The "write" way to teach children Chinese may be the wrong way.
It would be better for kids and those new to the language to eschew the difficult task of memorising Chinese characters and instead rely on translation apps, an American linguist who heads CET Chinese Studies at a university in Beijing told more than 500 parents and educators yesterday.
At a public seminar organised in conjunction with the Speak Mandarin Campaign's 35th anniversary, Dr David Moser shared his own difficulties in learning the language, referring to a widely circulated essay he wrote in 1991: "Why Chinese Is So Damn Hard".
"Someone once told me learning Chinese is a five-year lesson in humility," he said.
"But after five years, I still did not master Chinese, but I learnt what humility was," he added, to laughter from the audience.
It was not Mandarin that was hard to pick up, but the characters, he said at the seminar, titled New Digital Revolution In Learning Mandarin.
He also shared the many apps and digital tools available, such as translation services in Web browsers and apps that convert speech to text.

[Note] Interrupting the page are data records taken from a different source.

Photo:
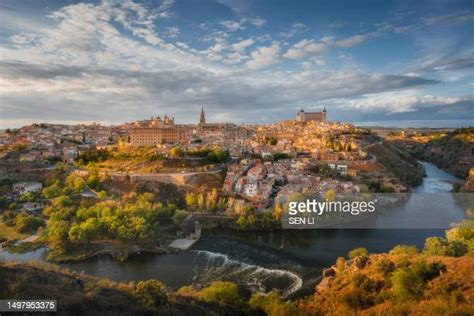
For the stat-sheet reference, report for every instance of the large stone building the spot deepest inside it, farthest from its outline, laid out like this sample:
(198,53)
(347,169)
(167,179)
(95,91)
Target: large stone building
(203,126)
(157,131)
(304,117)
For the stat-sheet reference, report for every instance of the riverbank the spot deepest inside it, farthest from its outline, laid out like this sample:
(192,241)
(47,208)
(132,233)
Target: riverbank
(118,251)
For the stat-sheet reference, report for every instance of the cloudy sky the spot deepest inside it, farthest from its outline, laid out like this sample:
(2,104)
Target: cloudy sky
(242,60)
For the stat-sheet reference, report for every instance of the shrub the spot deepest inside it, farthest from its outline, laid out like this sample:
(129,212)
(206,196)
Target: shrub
(358,252)
(340,264)
(407,284)
(271,304)
(27,224)
(404,250)
(220,291)
(385,266)
(437,246)
(428,271)
(151,293)
(357,299)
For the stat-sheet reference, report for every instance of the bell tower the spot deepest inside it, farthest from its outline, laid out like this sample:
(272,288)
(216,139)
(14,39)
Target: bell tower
(202,120)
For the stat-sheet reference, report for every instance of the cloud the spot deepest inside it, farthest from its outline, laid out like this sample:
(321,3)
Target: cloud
(460,17)
(396,102)
(351,41)
(258,22)
(463,62)
(264,56)
(306,47)
(173,32)
(242,45)
(295,28)
(242,23)
(117,57)
(233,25)
(238,6)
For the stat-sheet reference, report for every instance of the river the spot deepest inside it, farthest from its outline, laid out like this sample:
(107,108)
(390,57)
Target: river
(287,260)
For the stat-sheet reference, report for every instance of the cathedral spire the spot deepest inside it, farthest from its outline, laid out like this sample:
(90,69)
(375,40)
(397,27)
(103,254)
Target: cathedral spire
(202,120)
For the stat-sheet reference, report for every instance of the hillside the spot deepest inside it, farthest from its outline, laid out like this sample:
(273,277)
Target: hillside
(396,284)
(81,294)
(396,161)
(468,186)
(452,151)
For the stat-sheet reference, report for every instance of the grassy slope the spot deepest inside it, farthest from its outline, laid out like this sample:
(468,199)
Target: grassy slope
(80,294)
(451,293)
(9,232)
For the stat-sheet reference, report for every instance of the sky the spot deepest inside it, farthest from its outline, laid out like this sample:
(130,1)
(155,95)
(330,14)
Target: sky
(244,61)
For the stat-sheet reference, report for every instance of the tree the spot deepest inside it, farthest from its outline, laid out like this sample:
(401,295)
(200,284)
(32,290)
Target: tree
(330,195)
(223,292)
(191,201)
(75,183)
(52,191)
(404,250)
(175,152)
(358,252)
(151,293)
(277,212)
(179,216)
(407,284)
(272,304)
(78,235)
(27,224)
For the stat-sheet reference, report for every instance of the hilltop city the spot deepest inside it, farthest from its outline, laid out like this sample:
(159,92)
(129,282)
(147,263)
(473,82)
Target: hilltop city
(267,163)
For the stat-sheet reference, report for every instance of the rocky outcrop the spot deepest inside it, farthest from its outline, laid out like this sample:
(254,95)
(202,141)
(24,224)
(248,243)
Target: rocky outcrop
(395,160)
(468,186)
(453,152)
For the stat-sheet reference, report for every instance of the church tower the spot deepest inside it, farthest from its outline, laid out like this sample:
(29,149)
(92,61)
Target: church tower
(202,120)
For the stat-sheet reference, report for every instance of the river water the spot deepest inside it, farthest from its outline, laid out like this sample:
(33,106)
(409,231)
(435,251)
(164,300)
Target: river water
(289,261)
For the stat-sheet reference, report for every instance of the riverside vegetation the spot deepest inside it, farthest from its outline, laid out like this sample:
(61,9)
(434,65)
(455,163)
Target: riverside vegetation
(436,281)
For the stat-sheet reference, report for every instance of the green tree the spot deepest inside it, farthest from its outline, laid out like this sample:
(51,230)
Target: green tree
(407,284)
(27,224)
(223,292)
(151,293)
(175,152)
(358,252)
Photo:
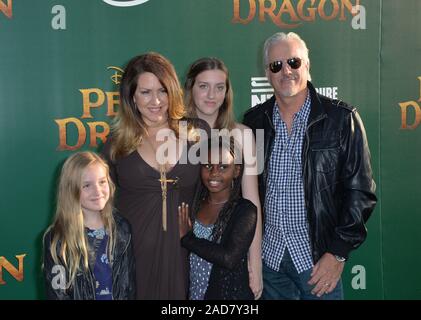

"Not being able to write Chinese characters does not mean the language dies," said the 58-year-old, who holds a doctorate in Chinese Studies from the University of Michigan, and is an academic director at Beijing Capital Normal University.
Such digital tools can help expose more people to the language, said Mr Tan Dan Feng, a translator and publisher who moderated a panel discussion at the seminar.
"Through technology, you can lower the threshold so that people can learn the language first without pressure," he said.
But whether traditionalists would embrace Dr Moser's ideas remains to be seen.
"To many, of course, there is still value to writing," said the chairman of the Promote Mandarin Council, Mr Seow Choke Meng.
"We hope the session provided our audience with different perspectives."